Menurut Afrizal, munculnya berbagai penindakan yang melibatkan aparat dari institusi penegak hukum tidak seharusnya dipandang sebagai ajang persaingan antarlembaga. Ia menilai seluruh proses hukum perlu ditempatkan dalam kerangka pemberantasan pelanggaran hukum demi kepentingan bangsa dan negara.
"Publik tentu memiliki beragam persepsi terhadap dinamika yang sedang terjadi. Ada yang melihatnya sebagai bentuk penguatan pengawasan antarpenegak hukum, ada pula yang mempertanyakan berbagai kemungkinan di balik fenomena tersebut. Apa pun pandangannya, yang terpenting adalah seluruh proses harus dapat dipertanggungjawabkan secara hukum dan dilakukan secara profesional," ujar Afrizal.
Ia juga mengapresiasi keberanian aparat penegak hukum dalam mengusut perkara-perkara yang dinilai memiliki dampak besar bagi kepentingan publik. Menurutnya, langkah tersebut merupakan bagian dari upaya memperkuat supremasi hukum apabila dilaksanakan secara objektif, independen, dan menjunjung tinggi asas praduga tak bersalah.
Afrizal berharap Presiden dapat terus memberikan perhatian terhadap penguatan koordinasi antarlembaga penegak hukum agar setiap institusi tetap menjalankan tugas sesuai kewenangannya serta menjaga sinergi dalam mewujudkan penegakan hukum yang berkeadilan.
"Presiden memiliki peran penting dalam memastikan kepercayaan masyarakat terhadap sistem hukum tetap terjaga.
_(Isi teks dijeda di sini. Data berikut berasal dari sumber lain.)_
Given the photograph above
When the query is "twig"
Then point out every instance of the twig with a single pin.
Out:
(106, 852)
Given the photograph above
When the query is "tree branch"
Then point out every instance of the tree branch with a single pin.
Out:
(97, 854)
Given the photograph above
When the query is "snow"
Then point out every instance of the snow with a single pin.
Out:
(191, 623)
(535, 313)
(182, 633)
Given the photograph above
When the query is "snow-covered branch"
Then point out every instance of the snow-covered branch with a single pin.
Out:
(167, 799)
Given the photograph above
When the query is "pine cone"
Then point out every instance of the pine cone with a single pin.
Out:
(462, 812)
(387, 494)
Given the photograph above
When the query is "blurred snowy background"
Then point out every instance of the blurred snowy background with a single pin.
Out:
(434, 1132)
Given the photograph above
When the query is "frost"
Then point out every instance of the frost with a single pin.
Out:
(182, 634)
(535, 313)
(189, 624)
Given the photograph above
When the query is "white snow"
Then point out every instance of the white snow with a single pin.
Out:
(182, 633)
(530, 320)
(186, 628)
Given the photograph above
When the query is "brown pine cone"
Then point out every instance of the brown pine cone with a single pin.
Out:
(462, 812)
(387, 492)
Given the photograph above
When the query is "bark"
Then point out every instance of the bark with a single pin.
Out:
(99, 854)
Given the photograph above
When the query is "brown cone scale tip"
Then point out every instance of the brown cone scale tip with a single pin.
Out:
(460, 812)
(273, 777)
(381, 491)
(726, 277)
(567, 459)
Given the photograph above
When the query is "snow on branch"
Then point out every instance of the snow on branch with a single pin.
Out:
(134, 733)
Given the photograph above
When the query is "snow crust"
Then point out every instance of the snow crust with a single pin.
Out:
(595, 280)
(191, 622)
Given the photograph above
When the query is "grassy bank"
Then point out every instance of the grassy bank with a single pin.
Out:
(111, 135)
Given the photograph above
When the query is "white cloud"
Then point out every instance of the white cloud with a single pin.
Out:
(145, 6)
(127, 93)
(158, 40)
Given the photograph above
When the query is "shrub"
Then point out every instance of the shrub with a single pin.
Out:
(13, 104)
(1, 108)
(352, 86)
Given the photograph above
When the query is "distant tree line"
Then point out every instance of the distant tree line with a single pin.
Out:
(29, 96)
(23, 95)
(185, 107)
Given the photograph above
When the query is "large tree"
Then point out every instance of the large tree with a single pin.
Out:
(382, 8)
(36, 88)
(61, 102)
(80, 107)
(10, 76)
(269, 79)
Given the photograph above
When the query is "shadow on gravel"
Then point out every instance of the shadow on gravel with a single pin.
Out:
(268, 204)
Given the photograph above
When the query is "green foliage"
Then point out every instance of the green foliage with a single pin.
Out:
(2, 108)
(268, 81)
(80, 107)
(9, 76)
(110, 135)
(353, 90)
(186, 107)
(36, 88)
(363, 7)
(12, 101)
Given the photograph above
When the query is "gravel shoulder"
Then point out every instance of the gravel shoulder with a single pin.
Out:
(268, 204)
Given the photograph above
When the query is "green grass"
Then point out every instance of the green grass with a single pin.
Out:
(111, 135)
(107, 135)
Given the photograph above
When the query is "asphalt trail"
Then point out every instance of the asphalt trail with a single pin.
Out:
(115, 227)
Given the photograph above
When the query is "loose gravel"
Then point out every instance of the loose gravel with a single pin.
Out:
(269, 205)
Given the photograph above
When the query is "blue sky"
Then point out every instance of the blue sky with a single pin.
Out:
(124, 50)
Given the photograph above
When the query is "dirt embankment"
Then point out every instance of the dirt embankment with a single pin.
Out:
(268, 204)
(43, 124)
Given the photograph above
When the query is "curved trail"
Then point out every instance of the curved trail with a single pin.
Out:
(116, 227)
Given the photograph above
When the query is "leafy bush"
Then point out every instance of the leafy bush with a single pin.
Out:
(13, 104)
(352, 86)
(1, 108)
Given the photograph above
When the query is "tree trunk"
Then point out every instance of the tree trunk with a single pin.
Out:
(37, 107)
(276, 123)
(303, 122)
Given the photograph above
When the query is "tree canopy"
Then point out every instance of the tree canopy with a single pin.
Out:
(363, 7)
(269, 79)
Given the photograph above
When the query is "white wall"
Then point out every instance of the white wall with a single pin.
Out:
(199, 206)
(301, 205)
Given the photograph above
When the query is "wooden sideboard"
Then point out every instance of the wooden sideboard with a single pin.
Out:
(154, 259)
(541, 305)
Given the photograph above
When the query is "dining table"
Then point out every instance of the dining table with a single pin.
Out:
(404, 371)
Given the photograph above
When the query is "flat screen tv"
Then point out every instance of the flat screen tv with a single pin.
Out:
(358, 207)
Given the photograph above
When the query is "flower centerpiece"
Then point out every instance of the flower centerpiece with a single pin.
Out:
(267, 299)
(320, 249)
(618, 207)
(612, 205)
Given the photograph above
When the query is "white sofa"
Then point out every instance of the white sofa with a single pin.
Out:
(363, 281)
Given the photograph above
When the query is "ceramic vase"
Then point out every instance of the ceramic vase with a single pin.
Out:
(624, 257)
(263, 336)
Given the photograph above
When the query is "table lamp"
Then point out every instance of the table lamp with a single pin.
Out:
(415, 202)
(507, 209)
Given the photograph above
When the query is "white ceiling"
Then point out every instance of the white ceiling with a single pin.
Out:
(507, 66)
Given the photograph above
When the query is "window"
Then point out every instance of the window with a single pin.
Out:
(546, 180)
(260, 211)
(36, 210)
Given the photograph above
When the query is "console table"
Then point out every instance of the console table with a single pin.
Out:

Sinergi antarlembaga menjadi faktor penting agar fokus utama tetap pada pemberantasan tindak pidana, bukan pada munculnya persepsi adanya konflik antarinstitusi," katanya.
Lebih lanjut, Afrizal mengajak masyarakat untuk memberikan ruang bagi aparat penegak hukum bekerja sesuai mekanisme hukum yang berlaku serta tidak mudah terpengaruh oleh informasi yang belum dapat dipastikan kebenarannya.
Menurutnya, keberhasilan penegakan hukum tidak hanya diukur dari banyaknya perkara yang ditangani, tetapi juga dari terciptanya rasa keadilan, kepastian hukum, serta meningkatnya kepercayaan masyarakat terhadap institusi negara.
"Harapan kita bersama adalah setiap dugaan pelanggaran hukum, khususnya perkara-perkara yang berdampak besar bagi masyarakat, dapat diungkap secara tuntas dengan tetap mengedepankan profesionalisme, transparansi, dan akuntabilitas," tutup Afrizal.